Advances in high-throughput technologies have led to the acquisition of various types of -omic data on the same biological samples. Each data type gives independent and complementary information that can explain the biological mechanisms of interest. While several studies performing independent analyses of each dataset have led to significant results, a better understanding of complex biological mechanisms requires an integrative analysis of different sources of data.
Flexible modeling approaches, based on penalized likelihood methods and expectation-maximization (EM) algorithms, are studied and tested under various biological relationship scenarios between the different molecular features and their effects on a clinical outcome. The models are applied to genomic datasets from two cancer types in the Cancer Genome Atlas project: glioblastoma multiforme and ovarian serous cystadenocarcinoma. The integrative models lead to improved model fit and predictive performance. They also provide a better understanding of the biological mechanisms underlying patients' survival.
Source code implementing the integrative models is freely available at https://github.com/mgt000/IntegrativeAnalysis along with example datasets and sample R script applying the models to these data. The TCGA datasets used for analysis are publicly available at https://tcga-data.nci.nih.gov/tcga/tcgaDownload.jsp
marie.denis@cirad.fr or mgt26@georgetown.edu
Supplementary data are available at Bioinformatics online.
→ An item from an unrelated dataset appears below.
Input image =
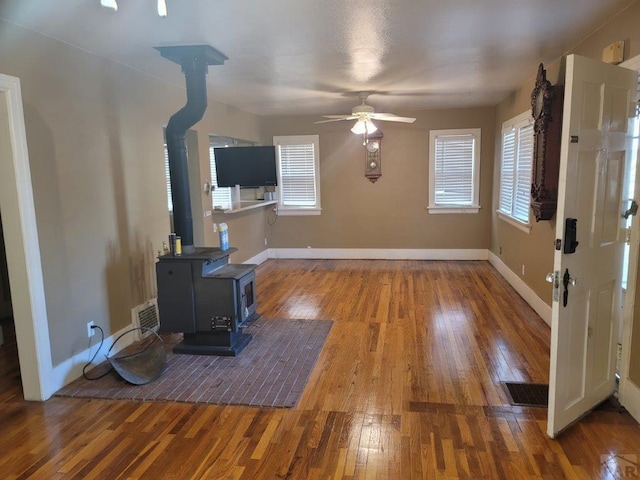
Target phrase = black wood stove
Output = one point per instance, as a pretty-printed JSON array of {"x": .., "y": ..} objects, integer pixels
[{"x": 208, "y": 299}]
高通量技术的进步使得能够在相同生物样本上获取各种类型的组学数据。每种数据类型都提供独立且互补的信息,这些信息能够解释所关注的生物学机制。虽然多项对每个数据集进行独立分析的研究都取得了显著成果,但要更好地理解复杂的生物学机制,需要对不同数据源进行综合分析。
基于惩罚似然方法和期望最大化(EM)算法的灵活建模方法,在不同分子特征之间的各种生物学关系场景及其对临床结局的影响下进行了研究和测试。这些模型应用于癌症基因组图谱项目中两种癌症类型的基因组数据集:多形性胶质母细胞瘤和卵巢浆液性囊腺癌。综合模型提高了模型拟合度和预测性能。它们还能更好地理解患者生存背后的生物学机制。
marie.denis@cirad.fr或mgt26@georgetown.edu
补充数据可在《生物信息学》在线获取。